Scientists probe nature’s new balance
Scientists will be examining exactly what the cumulative effects of climate change – good and bad – are on tree growth with the help of a new grant.
JCU’s Associate Professor Lucas Cernusak is part of an international group of scientists who will look at the overall effects of elevated levels of atmospheric carbon dioxide on forest growth.
He said the atmospheric carbon dioxide concentration has risen from 280 parts per million before the industrial revolution to about 420 today.
“Plants interact directly with atmospheric carbon dioxide through the process of photosynthesis. Elevated atmospheric carbon dioxide can drive faster photosynthetic rates, but it has also caused warming of the atmosphere and land surface which can stress vegetation,” said Dr Cernusak.
He said the team of scientists will use a new Australian Research Council Discovery grant of more than $540,000 to examine the vapour pressure deficit (VPD) - a measure of the drying power of the atmosphere.
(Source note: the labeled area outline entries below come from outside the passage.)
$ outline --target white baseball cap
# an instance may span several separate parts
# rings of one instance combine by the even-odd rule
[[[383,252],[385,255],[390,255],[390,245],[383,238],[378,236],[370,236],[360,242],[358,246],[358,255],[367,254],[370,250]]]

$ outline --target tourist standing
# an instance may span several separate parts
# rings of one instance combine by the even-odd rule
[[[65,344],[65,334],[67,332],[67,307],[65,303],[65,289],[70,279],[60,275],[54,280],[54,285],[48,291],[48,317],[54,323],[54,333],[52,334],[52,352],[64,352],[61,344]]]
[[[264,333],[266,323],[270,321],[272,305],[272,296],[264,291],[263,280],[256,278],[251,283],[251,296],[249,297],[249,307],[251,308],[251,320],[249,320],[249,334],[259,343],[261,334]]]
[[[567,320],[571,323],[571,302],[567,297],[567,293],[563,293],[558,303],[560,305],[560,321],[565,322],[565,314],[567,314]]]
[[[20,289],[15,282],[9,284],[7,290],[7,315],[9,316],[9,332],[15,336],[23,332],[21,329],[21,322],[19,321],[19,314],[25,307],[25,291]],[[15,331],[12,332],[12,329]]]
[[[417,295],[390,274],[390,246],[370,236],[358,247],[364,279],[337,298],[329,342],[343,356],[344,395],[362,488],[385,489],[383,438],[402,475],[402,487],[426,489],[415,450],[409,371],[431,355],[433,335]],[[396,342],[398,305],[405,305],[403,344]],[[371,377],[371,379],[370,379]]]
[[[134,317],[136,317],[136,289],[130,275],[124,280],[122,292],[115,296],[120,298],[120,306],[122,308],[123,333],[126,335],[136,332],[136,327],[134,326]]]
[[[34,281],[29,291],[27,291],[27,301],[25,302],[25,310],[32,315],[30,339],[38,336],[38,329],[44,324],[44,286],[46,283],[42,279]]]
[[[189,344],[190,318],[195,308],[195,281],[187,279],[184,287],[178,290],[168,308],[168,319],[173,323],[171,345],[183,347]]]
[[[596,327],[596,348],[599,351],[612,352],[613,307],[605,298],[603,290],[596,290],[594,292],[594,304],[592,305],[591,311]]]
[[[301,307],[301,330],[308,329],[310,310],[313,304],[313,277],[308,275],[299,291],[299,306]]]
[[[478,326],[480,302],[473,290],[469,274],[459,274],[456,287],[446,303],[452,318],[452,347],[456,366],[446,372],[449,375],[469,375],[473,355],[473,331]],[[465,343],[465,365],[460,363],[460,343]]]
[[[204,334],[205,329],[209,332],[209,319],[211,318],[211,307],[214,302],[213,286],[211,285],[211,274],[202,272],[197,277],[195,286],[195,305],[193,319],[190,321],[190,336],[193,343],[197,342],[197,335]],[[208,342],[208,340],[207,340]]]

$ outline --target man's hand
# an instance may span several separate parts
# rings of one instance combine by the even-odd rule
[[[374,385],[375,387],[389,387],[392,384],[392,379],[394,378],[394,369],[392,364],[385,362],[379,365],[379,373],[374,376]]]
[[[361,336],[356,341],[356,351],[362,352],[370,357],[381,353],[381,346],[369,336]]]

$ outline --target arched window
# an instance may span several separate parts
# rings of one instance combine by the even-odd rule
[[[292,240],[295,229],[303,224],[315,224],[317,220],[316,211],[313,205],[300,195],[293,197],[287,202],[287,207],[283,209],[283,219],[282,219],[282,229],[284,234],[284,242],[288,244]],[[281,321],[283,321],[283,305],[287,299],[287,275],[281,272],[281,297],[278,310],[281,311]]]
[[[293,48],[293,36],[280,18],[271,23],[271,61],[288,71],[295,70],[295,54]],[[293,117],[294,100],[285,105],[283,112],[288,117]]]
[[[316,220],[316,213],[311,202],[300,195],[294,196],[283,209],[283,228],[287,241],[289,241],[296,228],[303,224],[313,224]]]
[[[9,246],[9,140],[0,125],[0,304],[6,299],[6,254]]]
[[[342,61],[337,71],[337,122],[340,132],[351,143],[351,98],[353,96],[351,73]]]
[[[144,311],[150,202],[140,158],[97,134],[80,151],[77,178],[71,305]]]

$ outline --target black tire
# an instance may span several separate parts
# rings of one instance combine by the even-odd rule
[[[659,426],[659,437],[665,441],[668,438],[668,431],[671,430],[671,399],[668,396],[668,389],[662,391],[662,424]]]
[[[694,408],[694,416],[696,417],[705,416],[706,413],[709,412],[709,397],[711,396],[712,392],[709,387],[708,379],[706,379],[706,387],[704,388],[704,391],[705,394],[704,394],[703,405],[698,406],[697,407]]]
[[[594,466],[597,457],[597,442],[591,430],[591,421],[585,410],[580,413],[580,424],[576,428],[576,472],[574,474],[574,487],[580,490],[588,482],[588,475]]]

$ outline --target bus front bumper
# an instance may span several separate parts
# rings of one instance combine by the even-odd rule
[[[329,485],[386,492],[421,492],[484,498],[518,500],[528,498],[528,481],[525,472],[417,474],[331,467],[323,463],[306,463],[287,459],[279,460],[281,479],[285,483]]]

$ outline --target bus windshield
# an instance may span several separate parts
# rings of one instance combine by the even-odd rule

“We want to understand when and under what circumstances the negative impacts of high tropical temperatures and rising VPD can be expected to prevail over the positive impacts of CO2 fertilisation in tropical forests,” said Dr Cernusak.
He said understanding the conditions under which the competition between these drivers will swing in one direction or the other will improve understanding of the impact of global climate change on the composition and function of Australian and tropical rainforests globally.
“This will provide crucial information for land managers, conservation practitioners and the restoration sector to better prepare for the future,” said Dr Cernusak.